This week marked seven years since we lost the matriarch of our family.
But while I can lament on all the ways I miss her and her examples of love, compassion and nurturing, I know that the void in my life is no comparison for the absence apparent in the life of my grandpa, her husband.
It became obvious soon after her death. At her request, she was buried at her ranch in Mexico. A few days after a memorial service here in the U.S., our family packed up and loaded a charter bus, heading south to fulfill her wishes.
My sweet grandpa packed his own bag. It wasn’t until we arrived to our destination and we dressed for the viewing that he realized he had packed two left-foot boots.
Since the passing of his life partner, my grandpa has made huge domestic strides.
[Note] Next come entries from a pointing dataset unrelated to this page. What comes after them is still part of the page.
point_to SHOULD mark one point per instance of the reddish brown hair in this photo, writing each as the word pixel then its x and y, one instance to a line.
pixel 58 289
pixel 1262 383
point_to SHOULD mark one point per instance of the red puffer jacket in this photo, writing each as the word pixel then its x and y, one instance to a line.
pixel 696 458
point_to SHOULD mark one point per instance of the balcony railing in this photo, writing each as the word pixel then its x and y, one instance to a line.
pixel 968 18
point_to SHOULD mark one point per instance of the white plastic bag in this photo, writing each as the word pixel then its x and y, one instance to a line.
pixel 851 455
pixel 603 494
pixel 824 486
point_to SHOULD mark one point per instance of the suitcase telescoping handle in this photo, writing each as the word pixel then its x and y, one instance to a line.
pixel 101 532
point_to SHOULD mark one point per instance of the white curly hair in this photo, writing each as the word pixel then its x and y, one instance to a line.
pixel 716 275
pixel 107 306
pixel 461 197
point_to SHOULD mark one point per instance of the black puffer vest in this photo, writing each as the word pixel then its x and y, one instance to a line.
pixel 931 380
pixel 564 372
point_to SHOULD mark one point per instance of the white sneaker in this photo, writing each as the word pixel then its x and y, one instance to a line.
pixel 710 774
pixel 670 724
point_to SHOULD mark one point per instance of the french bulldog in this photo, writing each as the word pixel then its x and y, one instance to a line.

He can artfully navigate the tricky aisles of the grocery store, even expanding his shopping list beyond cigarettes and scratch-off tickets.
But despite the progress he’s made, there’s one task he has yet to master.
Preparing coffee for one.
He is now retired. But for as long as he was married to my grandmother, he worked. Every morning, he’d wake up and fill the kettle with enough water for coffee for the two of them.
On the anniversary of my grandma’s death I visited with him. He told me of his day’s events – the errands he had run, the people he had seen.
He assured me he was doing well and was going to get back to chores around the house.
But first he was going to warm up the water left over from this morning and pour himself another cup of coffee.
Erika Pedroza is a reporter for the Messenger.